Many optometrists and eye specialists will have you believe that the visual system cannot be trained, and vision once deteriorated cannot be repaired. Obviously it depends on the severity of the dysfunction, but generally it can be improved over time.
The first thing you must understand is that vision exists in the brain, not the eyes. The eye’s are like video recorders and each eye takes pictures of what it sees that that the brain can make a decision on the information it receives.
If we improve brain function through a series of simple vision drills then improvements can generally be seen in just a few sessions, and vast improvements in several months of ongoing training.
Part two: Balance
Prevention also largely relies on being able to balance in different body positions and on different surfaces. Good balance is obtained by training the vestibular system, which is basically the inner ear.

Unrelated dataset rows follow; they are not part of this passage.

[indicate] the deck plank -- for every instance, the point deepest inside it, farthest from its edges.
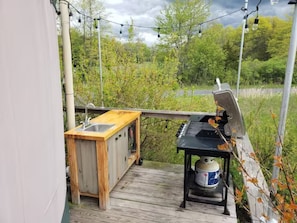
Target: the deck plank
(150, 194)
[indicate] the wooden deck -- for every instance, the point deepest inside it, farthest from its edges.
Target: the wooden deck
(150, 193)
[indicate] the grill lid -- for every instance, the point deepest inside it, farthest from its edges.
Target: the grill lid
(224, 97)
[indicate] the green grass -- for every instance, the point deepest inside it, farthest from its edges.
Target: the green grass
(159, 141)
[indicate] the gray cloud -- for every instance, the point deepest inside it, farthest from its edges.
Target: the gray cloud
(144, 12)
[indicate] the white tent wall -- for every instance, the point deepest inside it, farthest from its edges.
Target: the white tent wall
(32, 157)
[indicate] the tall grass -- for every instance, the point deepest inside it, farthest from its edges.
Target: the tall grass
(159, 141)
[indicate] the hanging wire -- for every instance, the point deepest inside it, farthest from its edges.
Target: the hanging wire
(150, 27)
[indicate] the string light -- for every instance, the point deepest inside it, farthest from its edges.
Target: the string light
(200, 32)
(121, 29)
(144, 27)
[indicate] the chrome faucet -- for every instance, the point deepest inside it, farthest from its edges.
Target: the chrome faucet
(87, 119)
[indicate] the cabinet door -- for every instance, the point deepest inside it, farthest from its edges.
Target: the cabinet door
(112, 162)
(122, 151)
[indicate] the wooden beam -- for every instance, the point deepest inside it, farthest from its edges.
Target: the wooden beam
(166, 114)
(103, 182)
(72, 160)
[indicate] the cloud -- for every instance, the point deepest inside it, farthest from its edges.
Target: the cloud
(144, 12)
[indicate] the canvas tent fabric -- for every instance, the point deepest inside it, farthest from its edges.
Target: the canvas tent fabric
(32, 157)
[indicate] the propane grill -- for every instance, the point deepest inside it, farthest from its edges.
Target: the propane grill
(199, 138)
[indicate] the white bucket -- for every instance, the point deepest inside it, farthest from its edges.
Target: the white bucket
(207, 172)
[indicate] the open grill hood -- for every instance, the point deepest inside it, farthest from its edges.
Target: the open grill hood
(224, 97)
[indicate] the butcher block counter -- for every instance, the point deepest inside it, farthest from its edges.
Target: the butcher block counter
(99, 159)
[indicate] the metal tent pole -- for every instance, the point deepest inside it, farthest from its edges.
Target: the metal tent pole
(244, 22)
(67, 61)
(285, 102)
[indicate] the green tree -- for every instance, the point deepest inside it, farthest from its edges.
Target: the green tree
(178, 23)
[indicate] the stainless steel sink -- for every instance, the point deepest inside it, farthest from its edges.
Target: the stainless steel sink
(97, 127)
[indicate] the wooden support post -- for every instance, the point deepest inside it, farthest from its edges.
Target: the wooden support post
(137, 140)
(72, 159)
(103, 181)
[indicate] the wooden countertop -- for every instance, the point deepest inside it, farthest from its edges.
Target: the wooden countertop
(120, 119)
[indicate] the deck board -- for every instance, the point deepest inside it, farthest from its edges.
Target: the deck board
(150, 194)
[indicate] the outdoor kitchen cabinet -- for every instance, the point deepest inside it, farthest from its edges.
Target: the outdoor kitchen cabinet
(98, 160)
(117, 147)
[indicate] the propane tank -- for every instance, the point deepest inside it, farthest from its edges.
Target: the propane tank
(207, 172)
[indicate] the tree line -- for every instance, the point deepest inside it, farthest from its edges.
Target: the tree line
(181, 57)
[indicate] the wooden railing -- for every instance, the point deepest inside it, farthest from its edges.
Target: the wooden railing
(166, 114)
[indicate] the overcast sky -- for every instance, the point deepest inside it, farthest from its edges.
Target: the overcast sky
(144, 12)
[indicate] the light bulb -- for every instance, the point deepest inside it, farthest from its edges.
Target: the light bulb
(256, 24)
(273, 2)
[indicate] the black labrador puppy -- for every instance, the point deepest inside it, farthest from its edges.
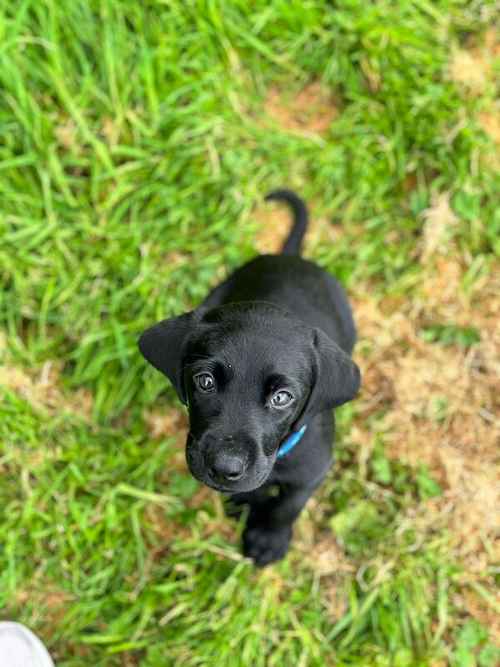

Like the visual system, the vestibular system can be trained and one of the simplest drills I have found is called the infinity walk by Dr Deb Sunbeck. This drill has helped hundreds of people suffering from vestibular related deficits and also scoliosis. With time and practice it can help your nervous system keep your body upright and safe from falls.
Part three: Loaded movement
Increasing bone density is essential in case the first two systems fail you and you take a fall.
Training loaded movements will build stronger ligamentous structures and increase muscle tone. The best way to do this is to start on a progressive weights program that starts out with relatively light weights while you learn the movements. Then as your body adapts to the load the weights will be increased over time.
Movements like the barbell deadlift are perfect, as they teach your body to generate tension from a static position and you will be able to lift the most weight safely.
It goes without saying that you should do your due diligence in finding a gym that accommodates for the elderly and has experienced trainers that can guide you through the above mentioned training systems.